Design of hybrid voltage regulators for energy-efficient SoCs

Abstract

This paper introduces a novel hybrid voltage regulator, combining a buck stage with a shunt stage, designed to optimize Dynamic Voltage Scaling (DVS) and maximize dynamic efficiency. For achieving optimal DVS, this paper presents a buck converter assisted by an Isosceles-Triangular Shunt Current (ITSC) push-pull stage. The ITSC facilitates precise control of DVS through a simple turning-point (V$_T$), and accelerates DVS rates independently of the inductance (L). The Current-Tailing Handover (CTH) ensures minimal voltage fluctuations post-DVS, even under resistive loads. Real-time calibration of the VT-crossing point effectively mitigates various error factors that can lead to DVS inaccuracies.
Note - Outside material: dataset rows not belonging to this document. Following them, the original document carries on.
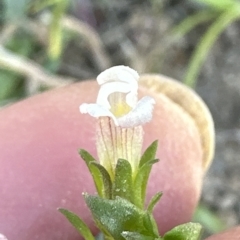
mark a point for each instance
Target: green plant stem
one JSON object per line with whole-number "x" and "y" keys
{"x": 191, "y": 22}
{"x": 206, "y": 43}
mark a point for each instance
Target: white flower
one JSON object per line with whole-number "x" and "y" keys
{"x": 117, "y": 98}
{"x": 121, "y": 116}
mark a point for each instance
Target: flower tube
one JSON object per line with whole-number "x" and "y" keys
{"x": 120, "y": 117}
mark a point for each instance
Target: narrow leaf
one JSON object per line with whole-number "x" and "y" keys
{"x": 205, "y": 44}
{"x": 135, "y": 236}
{"x": 154, "y": 200}
{"x": 185, "y": 231}
{"x": 140, "y": 183}
{"x": 96, "y": 175}
{"x": 78, "y": 223}
{"x": 123, "y": 180}
{"x": 149, "y": 153}
{"x": 115, "y": 216}
{"x": 150, "y": 225}
{"x": 106, "y": 190}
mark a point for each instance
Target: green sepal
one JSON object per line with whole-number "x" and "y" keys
{"x": 150, "y": 225}
{"x": 106, "y": 190}
{"x": 154, "y": 200}
{"x": 122, "y": 185}
{"x": 88, "y": 158}
{"x": 78, "y": 223}
{"x": 149, "y": 153}
{"x": 136, "y": 236}
{"x": 140, "y": 183}
{"x": 191, "y": 231}
{"x": 115, "y": 216}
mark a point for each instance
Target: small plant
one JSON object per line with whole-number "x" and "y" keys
{"x": 122, "y": 172}
{"x": 223, "y": 13}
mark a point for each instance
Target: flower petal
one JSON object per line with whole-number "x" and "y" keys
{"x": 113, "y": 87}
{"x": 96, "y": 110}
{"x": 118, "y": 73}
{"x": 141, "y": 114}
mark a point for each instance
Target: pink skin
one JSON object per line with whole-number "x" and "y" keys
{"x": 41, "y": 170}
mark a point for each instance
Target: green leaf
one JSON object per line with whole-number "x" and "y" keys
{"x": 189, "y": 23}
{"x": 106, "y": 190}
{"x": 149, "y": 153}
{"x": 15, "y": 10}
{"x": 154, "y": 200}
{"x": 78, "y": 223}
{"x": 86, "y": 156}
{"x": 206, "y": 42}
{"x": 191, "y": 231}
{"x": 140, "y": 183}
{"x": 115, "y": 216}
{"x": 123, "y": 180}
{"x": 98, "y": 181}
{"x": 136, "y": 236}
{"x": 211, "y": 222}
{"x": 150, "y": 225}
{"x": 219, "y": 5}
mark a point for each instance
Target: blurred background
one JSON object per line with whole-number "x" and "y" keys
{"x": 46, "y": 44}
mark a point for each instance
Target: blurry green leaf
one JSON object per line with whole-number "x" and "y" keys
{"x": 140, "y": 183}
{"x": 208, "y": 219}
{"x": 150, "y": 225}
{"x": 123, "y": 180}
{"x": 56, "y": 30}
{"x": 219, "y": 4}
{"x": 206, "y": 43}
{"x": 136, "y": 236}
{"x": 38, "y": 5}
{"x": 106, "y": 191}
{"x": 149, "y": 153}
{"x": 78, "y": 223}
{"x": 154, "y": 200}
{"x": 115, "y": 216}
{"x": 191, "y": 231}
{"x": 8, "y": 84}
{"x": 15, "y": 10}
{"x": 98, "y": 181}
{"x": 192, "y": 21}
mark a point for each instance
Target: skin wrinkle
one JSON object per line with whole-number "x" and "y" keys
{"x": 191, "y": 103}
{"x": 181, "y": 182}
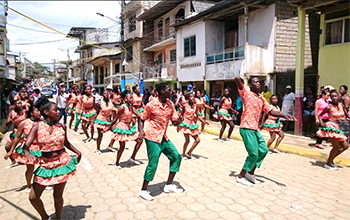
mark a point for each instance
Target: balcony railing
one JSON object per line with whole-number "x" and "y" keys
{"x": 230, "y": 54}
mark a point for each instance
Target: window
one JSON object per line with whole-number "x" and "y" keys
{"x": 337, "y": 32}
{"x": 129, "y": 54}
{"x": 132, "y": 23}
{"x": 160, "y": 29}
{"x": 172, "y": 56}
{"x": 190, "y": 46}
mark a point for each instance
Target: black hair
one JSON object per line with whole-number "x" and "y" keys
{"x": 43, "y": 104}
{"x": 124, "y": 93}
{"x": 160, "y": 87}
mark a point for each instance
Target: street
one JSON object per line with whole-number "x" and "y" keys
{"x": 293, "y": 187}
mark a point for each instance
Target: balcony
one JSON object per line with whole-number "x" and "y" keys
{"x": 230, "y": 54}
{"x": 162, "y": 72}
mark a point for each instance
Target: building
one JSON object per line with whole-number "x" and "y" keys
{"x": 233, "y": 39}
{"x": 159, "y": 37}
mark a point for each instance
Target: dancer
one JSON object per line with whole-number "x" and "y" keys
{"x": 330, "y": 129}
{"x": 157, "y": 114}
{"x": 254, "y": 143}
{"x": 24, "y": 128}
{"x": 224, "y": 112}
{"x": 56, "y": 165}
{"x": 273, "y": 125}
{"x": 103, "y": 119}
{"x": 16, "y": 116}
{"x": 123, "y": 131}
{"x": 88, "y": 113}
{"x": 189, "y": 126}
{"x": 201, "y": 106}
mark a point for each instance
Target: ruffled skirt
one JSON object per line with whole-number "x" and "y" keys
{"x": 224, "y": 115}
{"x": 331, "y": 131}
{"x": 56, "y": 170}
{"x": 273, "y": 126}
{"x": 124, "y": 132}
{"x": 19, "y": 156}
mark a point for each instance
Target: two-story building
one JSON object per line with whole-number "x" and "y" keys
{"x": 232, "y": 39}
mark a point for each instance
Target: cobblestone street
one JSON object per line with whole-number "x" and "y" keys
{"x": 293, "y": 187}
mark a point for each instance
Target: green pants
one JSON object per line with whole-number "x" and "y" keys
{"x": 77, "y": 120}
{"x": 154, "y": 151}
{"x": 256, "y": 147}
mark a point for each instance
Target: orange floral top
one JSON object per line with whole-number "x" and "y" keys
{"x": 50, "y": 141}
{"x": 156, "y": 117}
{"x": 253, "y": 105}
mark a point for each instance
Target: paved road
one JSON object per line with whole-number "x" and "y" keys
{"x": 293, "y": 187}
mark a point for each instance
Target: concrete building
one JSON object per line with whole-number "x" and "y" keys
{"x": 232, "y": 39}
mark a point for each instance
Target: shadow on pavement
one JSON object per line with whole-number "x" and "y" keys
{"x": 19, "y": 208}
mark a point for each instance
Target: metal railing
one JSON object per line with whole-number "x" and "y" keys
{"x": 230, "y": 54}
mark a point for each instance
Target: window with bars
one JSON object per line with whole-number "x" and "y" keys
{"x": 190, "y": 46}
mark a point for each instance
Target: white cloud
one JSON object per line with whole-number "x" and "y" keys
{"x": 61, "y": 15}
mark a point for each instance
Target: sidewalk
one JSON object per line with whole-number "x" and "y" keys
{"x": 293, "y": 144}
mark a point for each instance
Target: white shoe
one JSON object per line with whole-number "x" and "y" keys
{"x": 134, "y": 161}
{"x": 330, "y": 167}
{"x": 252, "y": 178}
{"x": 172, "y": 188}
{"x": 146, "y": 195}
{"x": 243, "y": 181}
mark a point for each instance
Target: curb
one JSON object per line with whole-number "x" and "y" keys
{"x": 292, "y": 149}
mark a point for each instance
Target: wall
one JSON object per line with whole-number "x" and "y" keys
{"x": 194, "y": 66}
{"x": 334, "y": 65}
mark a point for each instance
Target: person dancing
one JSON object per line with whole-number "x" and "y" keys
{"x": 254, "y": 103}
{"x": 157, "y": 114}
{"x": 24, "y": 128}
{"x": 224, "y": 112}
{"x": 273, "y": 125}
{"x": 330, "y": 129}
{"x": 123, "y": 131}
{"x": 88, "y": 113}
{"x": 56, "y": 165}
{"x": 201, "y": 106}
{"x": 189, "y": 126}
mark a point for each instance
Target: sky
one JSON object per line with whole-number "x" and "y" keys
{"x": 40, "y": 44}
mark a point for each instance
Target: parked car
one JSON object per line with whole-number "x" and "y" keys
{"x": 47, "y": 92}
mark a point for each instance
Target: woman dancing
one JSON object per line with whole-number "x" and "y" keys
{"x": 330, "y": 129}
{"x": 88, "y": 113}
{"x": 224, "y": 111}
{"x": 201, "y": 106}
{"x": 123, "y": 131}
{"x": 189, "y": 127}
{"x": 273, "y": 125}
{"x": 103, "y": 119}
{"x": 24, "y": 128}
{"x": 56, "y": 165}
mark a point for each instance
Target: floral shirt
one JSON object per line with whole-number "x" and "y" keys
{"x": 156, "y": 117}
{"x": 253, "y": 105}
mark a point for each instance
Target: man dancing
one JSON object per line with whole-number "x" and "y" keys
{"x": 157, "y": 114}
{"x": 254, "y": 143}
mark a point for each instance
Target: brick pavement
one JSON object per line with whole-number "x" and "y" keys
{"x": 99, "y": 191}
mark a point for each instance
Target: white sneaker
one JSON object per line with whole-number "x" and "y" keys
{"x": 252, "y": 178}
{"x": 172, "y": 188}
{"x": 330, "y": 167}
{"x": 134, "y": 161}
{"x": 146, "y": 195}
{"x": 243, "y": 181}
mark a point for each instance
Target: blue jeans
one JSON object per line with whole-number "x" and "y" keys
{"x": 64, "y": 114}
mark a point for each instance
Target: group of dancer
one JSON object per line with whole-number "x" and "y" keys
{"x": 43, "y": 139}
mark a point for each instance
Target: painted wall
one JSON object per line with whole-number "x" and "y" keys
{"x": 333, "y": 63}
{"x": 191, "y": 68}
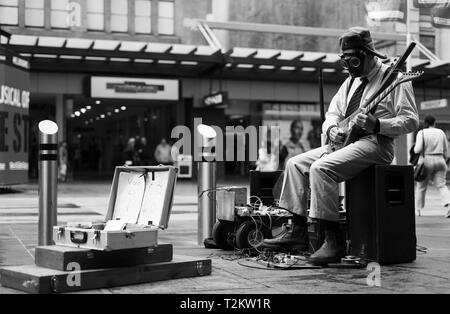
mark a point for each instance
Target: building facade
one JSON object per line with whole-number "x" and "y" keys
{"x": 140, "y": 45}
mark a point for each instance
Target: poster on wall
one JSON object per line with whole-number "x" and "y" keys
{"x": 14, "y": 122}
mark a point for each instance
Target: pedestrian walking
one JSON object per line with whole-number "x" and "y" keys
{"x": 432, "y": 144}
{"x": 163, "y": 153}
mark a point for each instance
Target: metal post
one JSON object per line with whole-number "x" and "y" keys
{"x": 48, "y": 184}
{"x": 206, "y": 185}
{"x": 409, "y": 137}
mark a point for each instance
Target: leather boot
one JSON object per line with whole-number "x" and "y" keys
{"x": 294, "y": 238}
{"x": 333, "y": 249}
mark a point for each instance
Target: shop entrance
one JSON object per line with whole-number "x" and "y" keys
{"x": 98, "y": 134}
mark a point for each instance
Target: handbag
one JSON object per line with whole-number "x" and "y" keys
{"x": 420, "y": 172}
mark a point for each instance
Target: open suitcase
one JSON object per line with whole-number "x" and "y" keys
{"x": 139, "y": 205}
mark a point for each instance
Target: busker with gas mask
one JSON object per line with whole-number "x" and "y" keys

To minimize the loss from shunt stage, this paper also introduces a pioneering hybrid voltage regulator incorporating a class-G digital-shunt regulator. This approach shows the capabilities of the class-G digital shunt regulator to substantially reduce dropout voltage in the shunt stage. Furthermore, the incorporation of a current correlation between the inductor and shunt current, governed by the ratio β, significantly shortens the current handover time. The implementation of this hybrid technique results in a remarkable improvement in dynamic efficiency, with a boost of up to 12% observed when operating at a 13kHz DVS frequency. Notably, the proposed hybrid voltage regulator exhibits remarkable versatility, efficiently accommodating a broad range of DVS frequencies, extending up to 600kHz.